Assuming that they’re priced fairly, it makes no difference which you use. You’ll get the same profit either way, assuming you calculate the profit correctly.
(Note: the CFA curriculum _ doesn’t _ calculate the profit correctly.)
Thanks - I got confused on a question on the topic tests but looking at it again now there is only one solution it could be.
Would you kindly elaborate?
I understand it is:
Max profit = (X2 - X1) - (p2 - p1) (or c2 - c1)
Max loss = p1 - p2 (or c1 - c2)
For fairly priced options, p1 − p2 ≠ c1 − c2 because Xlow − PV(Xlow) ≠ Xhigh − PV(Xhigh).
To compute the profit correctly you need to deduct the _ future _ value of the (net) option premium from the option payoff, not the present value.
However, for the exam, you need to do the computations as the curriculum tells you to.
huh, I’m not getting this, I mean you already committed to a strategy starting today and at the end of the maturity, to calculate profits you used costs that you incurred (which is what we paid for at the start, i.e. using present values).

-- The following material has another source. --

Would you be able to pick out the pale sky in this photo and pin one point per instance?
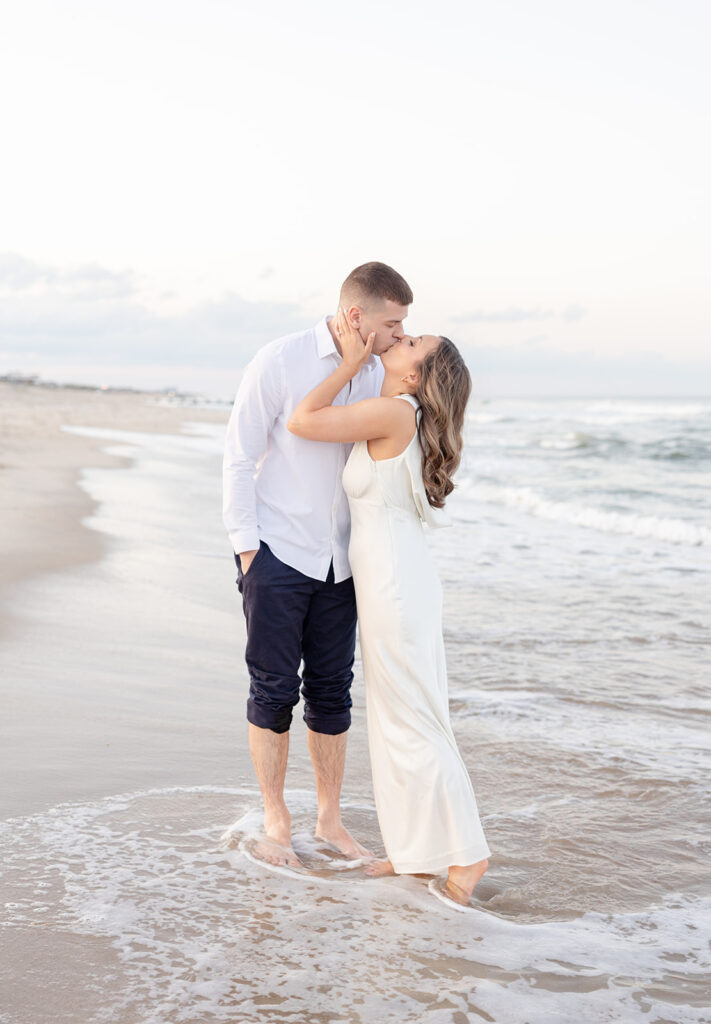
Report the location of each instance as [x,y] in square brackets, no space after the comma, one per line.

huh, I’m not getting this, I mean you already committed to a strategy starting today and at the end of the maturity, to calculate profits you used costs that you incurred (which is what we paid for at the start, i.e. using present values).

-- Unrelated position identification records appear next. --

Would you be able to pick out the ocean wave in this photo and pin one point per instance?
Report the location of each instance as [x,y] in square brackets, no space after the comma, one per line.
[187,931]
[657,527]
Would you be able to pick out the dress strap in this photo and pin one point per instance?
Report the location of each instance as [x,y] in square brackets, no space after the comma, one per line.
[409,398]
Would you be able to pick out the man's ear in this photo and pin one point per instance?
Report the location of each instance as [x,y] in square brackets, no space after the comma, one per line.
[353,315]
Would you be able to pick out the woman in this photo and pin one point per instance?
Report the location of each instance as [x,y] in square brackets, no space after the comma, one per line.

Don’t worry about it for now.
Come back next Tuesday and ask me about it . . . after the exam.
Just to clarify for me:
Max profit and max loss is the same for both:
profit = X high - X low -net option cost
loss = net option cost
But BE is different:
for bull call spread: X low + net option cost
for bull put spread: X high minus net option cost
Is this correct?
But BE is different:
for bull put/ call spread: X low + net option cost
for bull bear put /call spread: X high minus net option cost
Is this correct?
Hi Self Employed
I’m not in condition to think clearly and draw payoffs so I will have to memorize this.
So you are telling that for the two bull structures and for the 2 bear structures the BE calculation is exactly the same?

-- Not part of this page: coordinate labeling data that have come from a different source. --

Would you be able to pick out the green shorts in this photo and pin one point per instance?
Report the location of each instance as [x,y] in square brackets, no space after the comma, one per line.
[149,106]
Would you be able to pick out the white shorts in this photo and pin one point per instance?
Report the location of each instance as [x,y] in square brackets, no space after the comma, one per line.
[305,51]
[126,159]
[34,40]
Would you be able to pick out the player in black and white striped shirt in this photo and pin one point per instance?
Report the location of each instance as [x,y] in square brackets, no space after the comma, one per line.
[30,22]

OK there’s something I very much not understand here. If I draw the payoff curves this is what I get.
For a BULL CALL:
I gain most when both options called:
payoff = - St + XH + St - XL +/- options cost
therefore the max profit = XH - XL +/- option cost
For a BULL PUT:
in case both options are called:
payoff = - XH + St + XL - St +/- options cost
therefore = XL - XH +/- options cost which will be negative and this will be the max loss in my view
While max. profit is the net option cost in case both options expire worthless
So I don’t seem to get how the max profit max loss and be of the two structures can be the same!!!